James Alford14/04/2018 21:51:06
463 forum posts
79 photos
Roger: that is good to hear. I shall be using the compressor mainly to supply air to my propane - compressed air blow torch, which does not use much air, so I imagine that the flow rate will be fine.

Vic15/04/2018 09:32:00
3060 forum posts
8 photos
Posted by Roger Williams 2 on 14/04/2018 20:42:34:

James, I bought one about a year ago, fantastic bit of kit, very quiet too. Would recommend one in a heart beat.

Good to know. I can’t justify buying a new one but if anything happens to the old one I know where to look, thanks.

Jon15/04/2018 14:29:51
1001 forum posts
49 photos

Have looked at similar last two decades but always bottled out on cost versus CFM.

Product above 3.5CFM, take some tools:-

small 3/8" drill 5.5CFM
Basic bead blaster 15-25CFM
Belt sander 12 CFM
Small die grinder 4 CFM
Spray gun 14 CFM

Have tried above with a 25ltr tank and 2hp motor. Drills ok to an extent, compressor will be permanently running whilst in use. Same with bead blaster 20 secs blasting and waiting 3 mins to peak pressure back up and so on.

Can see its uses ok for running misters, blowing up tyres and as a low pressure blow gun be under no illusion.

Roger Williams 215/04/2018 15:47:17
346 forum posts
3 photos

My original compressor was a good unit and worked very well,, but the noise , bloody hell !!!!. Standing outside with the garage door shut was still embarassing.

Muzzer15/04/2018 17:44:37
2904 forum posts
448 photos

I only need mine for the power drawbar and gear selector solenoids on the CNC machine and started out using my argon cylinder instead.
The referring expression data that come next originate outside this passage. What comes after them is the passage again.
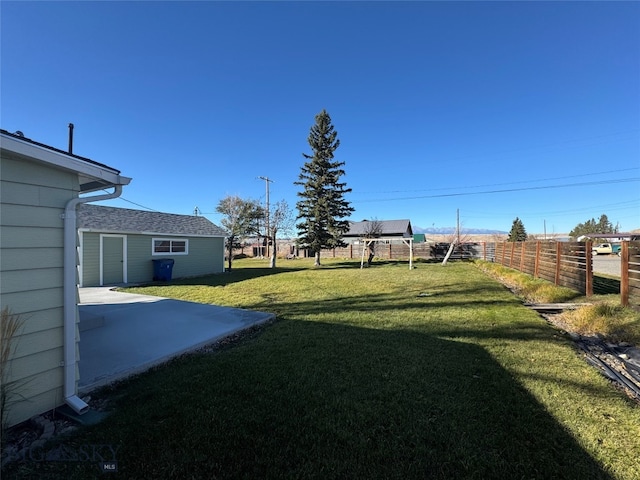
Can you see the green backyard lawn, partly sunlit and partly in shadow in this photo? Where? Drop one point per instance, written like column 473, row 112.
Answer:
column 438, row 372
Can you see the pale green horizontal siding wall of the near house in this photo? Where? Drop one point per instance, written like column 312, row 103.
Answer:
column 33, row 198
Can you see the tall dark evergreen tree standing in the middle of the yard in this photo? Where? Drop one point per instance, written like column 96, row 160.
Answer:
column 322, row 208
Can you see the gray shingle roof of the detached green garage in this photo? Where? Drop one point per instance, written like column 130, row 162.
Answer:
column 123, row 220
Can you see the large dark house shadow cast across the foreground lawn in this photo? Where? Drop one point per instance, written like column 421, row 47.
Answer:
column 317, row 400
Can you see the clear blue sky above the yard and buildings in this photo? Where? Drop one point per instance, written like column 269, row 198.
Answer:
column 498, row 109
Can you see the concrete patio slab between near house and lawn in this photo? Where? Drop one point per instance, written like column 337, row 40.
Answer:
column 122, row 333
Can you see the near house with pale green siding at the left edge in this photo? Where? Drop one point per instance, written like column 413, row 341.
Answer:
column 40, row 189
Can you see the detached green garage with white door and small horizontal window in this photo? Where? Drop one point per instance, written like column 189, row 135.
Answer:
column 119, row 245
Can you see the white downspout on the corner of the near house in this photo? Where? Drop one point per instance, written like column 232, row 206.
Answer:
column 70, row 290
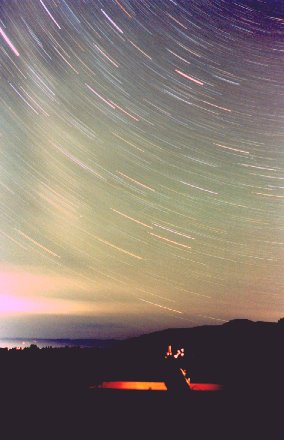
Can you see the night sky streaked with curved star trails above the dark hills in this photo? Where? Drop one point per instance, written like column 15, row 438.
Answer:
column 141, row 168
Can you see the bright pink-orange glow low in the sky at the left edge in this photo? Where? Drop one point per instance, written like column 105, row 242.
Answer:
column 32, row 292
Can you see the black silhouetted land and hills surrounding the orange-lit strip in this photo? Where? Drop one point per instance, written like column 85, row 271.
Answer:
column 46, row 393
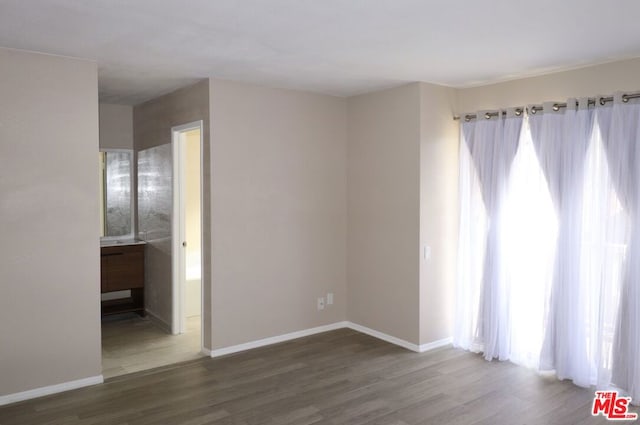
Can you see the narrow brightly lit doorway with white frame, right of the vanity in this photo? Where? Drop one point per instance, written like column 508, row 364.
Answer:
column 187, row 229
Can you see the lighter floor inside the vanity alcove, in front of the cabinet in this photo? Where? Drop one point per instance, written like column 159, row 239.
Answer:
column 131, row 343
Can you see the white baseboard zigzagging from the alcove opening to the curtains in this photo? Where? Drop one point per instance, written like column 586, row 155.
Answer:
column 312, row 331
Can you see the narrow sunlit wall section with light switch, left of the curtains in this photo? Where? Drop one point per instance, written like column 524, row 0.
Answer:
column 438, row 210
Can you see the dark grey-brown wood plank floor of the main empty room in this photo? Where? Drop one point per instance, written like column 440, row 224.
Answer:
column 339, row 377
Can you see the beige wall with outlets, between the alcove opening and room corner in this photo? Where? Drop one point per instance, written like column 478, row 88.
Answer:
column 279, row 208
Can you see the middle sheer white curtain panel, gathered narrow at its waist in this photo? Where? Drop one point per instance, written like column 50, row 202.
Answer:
column 561, row 139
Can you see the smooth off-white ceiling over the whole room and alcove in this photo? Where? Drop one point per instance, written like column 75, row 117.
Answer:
column 145, row 48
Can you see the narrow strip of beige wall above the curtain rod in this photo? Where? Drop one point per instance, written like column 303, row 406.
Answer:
column 601, row 79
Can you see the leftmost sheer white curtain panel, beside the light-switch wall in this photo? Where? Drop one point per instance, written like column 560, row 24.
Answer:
column 491, row 146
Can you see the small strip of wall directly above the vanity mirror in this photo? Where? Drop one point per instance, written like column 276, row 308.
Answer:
column 116, row 126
I got a second hand Bambi from a fellow forumite which is ideal - hardly comes on and when it does, I don't need earmuffs. Would be nice to have more CFM as I have a box of air tools but I have yet to see anything in the 15-20cfm range that I could tolerate.


James Alford15/04/2018 18:07:31
463 forum posts
79 photos
Posted by Roger Williams 2 on 15/04/2018 15:47:17:

My original compressor was a good unit and worked very well,, but the noise , bloody hell !!!!. Standing outside with the garage door shut was still embarassing.

My point entirely for buying the new unit. My previous machine is a twenty year old, ten litre SIP Tornado unit that can wake the dead.

I tested the Orazio today with my blow torch, for which I primarily bought the compressor. It lasted much longer than the older compressor before coming on (understandable), and refilled with the blow torch still running in much the same time as with the older unit. I have an in-line pressure regulator on the airline for the torch.

I also tried using a small LVLP spray gun with it, spraying water. Not surprisingly, the compressor cut in pretty quickly, although with no pressure regulation at the moment, that might be aggravating matters.

Throughout this, I could listen to music playing without problems, even with the compressor running.